In its war with Iraq, Iran’s soft underbelly was the lack of response to chemical weapons that Saddam Hussein rained down on it, and in response Iran launched its nuclear and missile project.

If this war ends with the Ayatollah regime remaining in place, Iran, just as it learned lessons from its war with Iraq, will also learn lessons today and will move on to the next mission. In my view, Iran will immediately seek to develop an effective air defense system as a response to Israeli and American air superiority. China and Russia will not hesitate to help it, and Iran also has enough knowledge to do it itself.

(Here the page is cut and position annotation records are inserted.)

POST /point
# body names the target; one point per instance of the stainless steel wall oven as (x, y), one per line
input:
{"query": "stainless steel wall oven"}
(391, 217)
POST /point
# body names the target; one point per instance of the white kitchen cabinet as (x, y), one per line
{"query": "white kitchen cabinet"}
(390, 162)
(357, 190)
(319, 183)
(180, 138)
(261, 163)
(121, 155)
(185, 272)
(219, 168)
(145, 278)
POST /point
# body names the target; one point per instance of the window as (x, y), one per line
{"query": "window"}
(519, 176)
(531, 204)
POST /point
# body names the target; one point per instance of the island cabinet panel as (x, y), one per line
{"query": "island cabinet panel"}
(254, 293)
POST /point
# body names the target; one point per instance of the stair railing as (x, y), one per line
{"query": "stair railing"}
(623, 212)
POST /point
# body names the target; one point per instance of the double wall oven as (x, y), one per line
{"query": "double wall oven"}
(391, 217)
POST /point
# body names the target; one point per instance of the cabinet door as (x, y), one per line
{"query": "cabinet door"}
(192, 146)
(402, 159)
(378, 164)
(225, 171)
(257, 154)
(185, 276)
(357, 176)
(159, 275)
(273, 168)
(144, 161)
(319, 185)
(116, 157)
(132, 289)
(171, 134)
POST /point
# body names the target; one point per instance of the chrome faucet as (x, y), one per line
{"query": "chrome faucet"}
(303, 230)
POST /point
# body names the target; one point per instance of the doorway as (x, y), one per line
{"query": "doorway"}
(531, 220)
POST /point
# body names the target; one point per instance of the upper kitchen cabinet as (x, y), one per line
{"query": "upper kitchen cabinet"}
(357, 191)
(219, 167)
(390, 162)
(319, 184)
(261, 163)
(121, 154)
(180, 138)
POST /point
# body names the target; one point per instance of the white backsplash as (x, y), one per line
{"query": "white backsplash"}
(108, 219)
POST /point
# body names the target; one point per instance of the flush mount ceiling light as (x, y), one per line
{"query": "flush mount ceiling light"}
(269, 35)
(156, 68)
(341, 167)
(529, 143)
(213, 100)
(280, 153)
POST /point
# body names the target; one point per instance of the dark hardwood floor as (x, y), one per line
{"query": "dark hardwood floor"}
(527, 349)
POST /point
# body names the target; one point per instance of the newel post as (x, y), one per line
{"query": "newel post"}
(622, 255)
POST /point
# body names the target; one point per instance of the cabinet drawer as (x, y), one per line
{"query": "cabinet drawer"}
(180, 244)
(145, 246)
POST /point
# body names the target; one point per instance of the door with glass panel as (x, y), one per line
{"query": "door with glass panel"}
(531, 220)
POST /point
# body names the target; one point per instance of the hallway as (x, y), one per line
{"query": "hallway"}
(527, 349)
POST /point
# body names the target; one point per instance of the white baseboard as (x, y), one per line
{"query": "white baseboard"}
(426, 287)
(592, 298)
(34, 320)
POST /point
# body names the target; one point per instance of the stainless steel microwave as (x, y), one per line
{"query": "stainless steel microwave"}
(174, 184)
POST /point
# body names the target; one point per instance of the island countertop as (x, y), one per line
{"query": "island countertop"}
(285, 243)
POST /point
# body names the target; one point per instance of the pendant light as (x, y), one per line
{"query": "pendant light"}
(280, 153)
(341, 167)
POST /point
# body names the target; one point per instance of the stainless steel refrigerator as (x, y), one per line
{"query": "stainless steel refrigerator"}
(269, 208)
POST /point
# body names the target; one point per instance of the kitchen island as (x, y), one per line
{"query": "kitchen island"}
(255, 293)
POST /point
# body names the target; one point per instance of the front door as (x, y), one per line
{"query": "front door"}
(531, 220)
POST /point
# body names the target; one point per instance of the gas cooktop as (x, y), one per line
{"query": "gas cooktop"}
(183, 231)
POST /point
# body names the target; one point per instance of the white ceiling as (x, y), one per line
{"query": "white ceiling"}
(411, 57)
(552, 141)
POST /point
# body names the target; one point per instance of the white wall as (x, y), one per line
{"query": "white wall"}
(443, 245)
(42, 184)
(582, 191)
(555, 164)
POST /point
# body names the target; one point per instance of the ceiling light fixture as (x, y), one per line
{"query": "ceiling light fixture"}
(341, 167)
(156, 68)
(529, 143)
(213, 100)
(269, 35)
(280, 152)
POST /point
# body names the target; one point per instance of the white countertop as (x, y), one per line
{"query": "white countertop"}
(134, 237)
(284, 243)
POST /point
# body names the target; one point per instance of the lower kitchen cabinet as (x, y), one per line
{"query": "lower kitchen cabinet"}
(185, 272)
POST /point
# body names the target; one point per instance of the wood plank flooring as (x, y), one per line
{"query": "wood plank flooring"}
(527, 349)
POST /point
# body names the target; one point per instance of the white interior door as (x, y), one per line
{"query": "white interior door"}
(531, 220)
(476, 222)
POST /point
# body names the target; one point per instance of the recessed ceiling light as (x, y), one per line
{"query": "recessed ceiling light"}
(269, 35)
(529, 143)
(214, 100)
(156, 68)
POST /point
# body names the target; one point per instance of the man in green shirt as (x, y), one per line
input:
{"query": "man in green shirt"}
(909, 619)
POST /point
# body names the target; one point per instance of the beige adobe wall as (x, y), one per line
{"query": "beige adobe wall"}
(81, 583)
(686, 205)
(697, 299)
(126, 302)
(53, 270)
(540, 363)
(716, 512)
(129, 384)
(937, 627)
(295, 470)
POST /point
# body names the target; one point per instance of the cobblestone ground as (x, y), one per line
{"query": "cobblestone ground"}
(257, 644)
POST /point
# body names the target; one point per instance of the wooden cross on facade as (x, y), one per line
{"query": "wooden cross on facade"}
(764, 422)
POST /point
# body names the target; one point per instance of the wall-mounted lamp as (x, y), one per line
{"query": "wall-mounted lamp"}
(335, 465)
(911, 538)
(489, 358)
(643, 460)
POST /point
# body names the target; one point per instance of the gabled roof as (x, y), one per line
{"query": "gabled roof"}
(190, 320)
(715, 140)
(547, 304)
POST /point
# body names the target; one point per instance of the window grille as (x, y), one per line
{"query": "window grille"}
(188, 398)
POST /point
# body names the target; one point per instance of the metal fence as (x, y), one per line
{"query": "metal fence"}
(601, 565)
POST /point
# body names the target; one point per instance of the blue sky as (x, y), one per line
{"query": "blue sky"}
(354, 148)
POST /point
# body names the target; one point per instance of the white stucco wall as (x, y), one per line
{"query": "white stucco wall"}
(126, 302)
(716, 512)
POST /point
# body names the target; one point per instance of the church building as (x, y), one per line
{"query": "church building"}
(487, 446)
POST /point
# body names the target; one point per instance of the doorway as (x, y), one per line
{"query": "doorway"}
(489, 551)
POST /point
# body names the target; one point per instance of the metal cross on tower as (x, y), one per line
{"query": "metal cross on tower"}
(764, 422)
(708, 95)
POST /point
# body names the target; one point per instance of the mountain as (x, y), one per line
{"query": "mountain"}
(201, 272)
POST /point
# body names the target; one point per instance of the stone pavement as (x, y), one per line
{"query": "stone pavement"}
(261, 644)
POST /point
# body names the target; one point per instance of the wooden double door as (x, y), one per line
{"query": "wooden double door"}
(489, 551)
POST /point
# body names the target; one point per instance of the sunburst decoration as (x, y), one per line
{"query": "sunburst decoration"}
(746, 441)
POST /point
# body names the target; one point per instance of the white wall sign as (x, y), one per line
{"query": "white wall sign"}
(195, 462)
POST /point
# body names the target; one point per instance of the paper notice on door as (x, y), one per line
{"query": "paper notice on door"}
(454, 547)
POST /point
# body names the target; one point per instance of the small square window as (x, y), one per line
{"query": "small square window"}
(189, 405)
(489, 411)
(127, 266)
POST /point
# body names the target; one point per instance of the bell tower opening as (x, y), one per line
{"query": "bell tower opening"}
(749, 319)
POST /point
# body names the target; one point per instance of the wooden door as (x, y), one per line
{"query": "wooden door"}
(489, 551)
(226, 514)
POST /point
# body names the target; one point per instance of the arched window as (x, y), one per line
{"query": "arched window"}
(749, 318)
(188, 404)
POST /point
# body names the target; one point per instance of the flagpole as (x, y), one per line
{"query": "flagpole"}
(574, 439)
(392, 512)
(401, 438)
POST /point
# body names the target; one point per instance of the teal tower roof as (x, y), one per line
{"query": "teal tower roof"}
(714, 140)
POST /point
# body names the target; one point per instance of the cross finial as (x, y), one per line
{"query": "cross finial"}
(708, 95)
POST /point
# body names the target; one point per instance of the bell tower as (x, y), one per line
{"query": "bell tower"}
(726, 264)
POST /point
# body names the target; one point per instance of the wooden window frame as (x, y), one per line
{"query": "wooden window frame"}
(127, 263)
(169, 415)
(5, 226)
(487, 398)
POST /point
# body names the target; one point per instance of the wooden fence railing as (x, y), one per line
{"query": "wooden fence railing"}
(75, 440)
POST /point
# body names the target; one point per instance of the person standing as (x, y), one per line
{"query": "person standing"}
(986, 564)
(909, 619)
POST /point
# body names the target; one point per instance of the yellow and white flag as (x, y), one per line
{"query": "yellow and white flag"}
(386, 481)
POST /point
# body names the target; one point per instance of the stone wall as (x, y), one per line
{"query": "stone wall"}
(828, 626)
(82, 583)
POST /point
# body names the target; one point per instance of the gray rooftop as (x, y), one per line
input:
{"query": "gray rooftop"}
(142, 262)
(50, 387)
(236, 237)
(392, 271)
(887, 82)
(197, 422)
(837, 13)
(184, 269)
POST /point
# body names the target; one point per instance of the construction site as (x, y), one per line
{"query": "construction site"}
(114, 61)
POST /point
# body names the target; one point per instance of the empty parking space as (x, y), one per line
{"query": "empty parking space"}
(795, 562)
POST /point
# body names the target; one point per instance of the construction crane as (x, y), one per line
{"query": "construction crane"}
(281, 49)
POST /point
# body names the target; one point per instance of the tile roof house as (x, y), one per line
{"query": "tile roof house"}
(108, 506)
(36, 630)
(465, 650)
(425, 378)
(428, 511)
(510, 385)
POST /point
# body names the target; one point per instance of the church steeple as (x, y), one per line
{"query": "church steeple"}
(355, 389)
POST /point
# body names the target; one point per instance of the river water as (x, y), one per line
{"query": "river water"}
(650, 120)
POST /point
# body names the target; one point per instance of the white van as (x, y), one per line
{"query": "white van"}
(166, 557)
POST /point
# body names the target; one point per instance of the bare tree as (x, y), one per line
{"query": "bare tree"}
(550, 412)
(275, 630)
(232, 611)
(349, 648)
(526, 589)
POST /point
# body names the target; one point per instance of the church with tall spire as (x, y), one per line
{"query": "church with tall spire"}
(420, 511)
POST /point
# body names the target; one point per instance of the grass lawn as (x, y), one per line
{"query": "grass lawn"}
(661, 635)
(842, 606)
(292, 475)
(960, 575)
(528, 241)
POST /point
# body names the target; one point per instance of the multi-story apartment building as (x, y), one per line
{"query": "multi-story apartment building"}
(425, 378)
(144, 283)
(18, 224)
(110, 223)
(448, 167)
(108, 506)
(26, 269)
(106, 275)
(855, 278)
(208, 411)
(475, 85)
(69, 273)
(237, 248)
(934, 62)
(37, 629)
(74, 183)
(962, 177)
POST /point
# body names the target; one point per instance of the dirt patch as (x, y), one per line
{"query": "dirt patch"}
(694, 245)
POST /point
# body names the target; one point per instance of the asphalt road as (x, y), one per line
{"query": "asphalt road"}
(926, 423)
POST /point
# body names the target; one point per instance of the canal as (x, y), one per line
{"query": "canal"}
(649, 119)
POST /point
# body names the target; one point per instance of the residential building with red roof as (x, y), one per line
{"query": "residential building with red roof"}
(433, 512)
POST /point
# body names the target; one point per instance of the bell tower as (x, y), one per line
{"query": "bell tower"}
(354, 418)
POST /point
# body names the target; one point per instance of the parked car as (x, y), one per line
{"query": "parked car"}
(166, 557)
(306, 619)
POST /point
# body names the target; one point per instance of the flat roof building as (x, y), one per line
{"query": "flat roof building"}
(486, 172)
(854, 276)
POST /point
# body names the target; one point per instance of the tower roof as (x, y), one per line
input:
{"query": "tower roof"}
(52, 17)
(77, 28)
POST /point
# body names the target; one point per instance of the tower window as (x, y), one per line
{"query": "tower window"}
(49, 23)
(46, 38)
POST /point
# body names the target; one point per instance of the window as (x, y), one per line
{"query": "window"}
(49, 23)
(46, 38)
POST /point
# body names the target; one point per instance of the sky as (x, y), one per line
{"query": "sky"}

Later it will move full speed toward acquiring nuclear weapons, not necessarily through domestic production; there are sellers for every commodity in the world. Iran with a single nuclear bomb is a state that not only will not be dared to be attacked, but will also be able to further develop nuclear weapons of its own without fear.

Furthermore, after this war Iran will use, in my view, a weapon it has not used until now: the Shiite minority living in the Gulf states of Kuwait, Qatar, the United Arab Emirates, Oman, and especially Yemen, in order to destabilize those countries. Possibly later it will also lead coups that will give them a foothold of Shiite rule in them. Saudi Arabia will pay a heavy price if such a thing succeeds.

In my view, the United States and Israel misunderstood the psychology that governs the Shiite Iranian narrative. This is a nation with a deep historical sense of pride and a Shiite narrative based entirely on a sense of persecution embedded deep in the DNA of the religious revolution. No matter how severe the blow dealt to Iran is, the continued existence of the Ayatollah regime there is indeed the beginning of a new order in the Middle East and the world. An order in which Iran will have the upper hand. The next war will look very different from the one we experienced in recent months.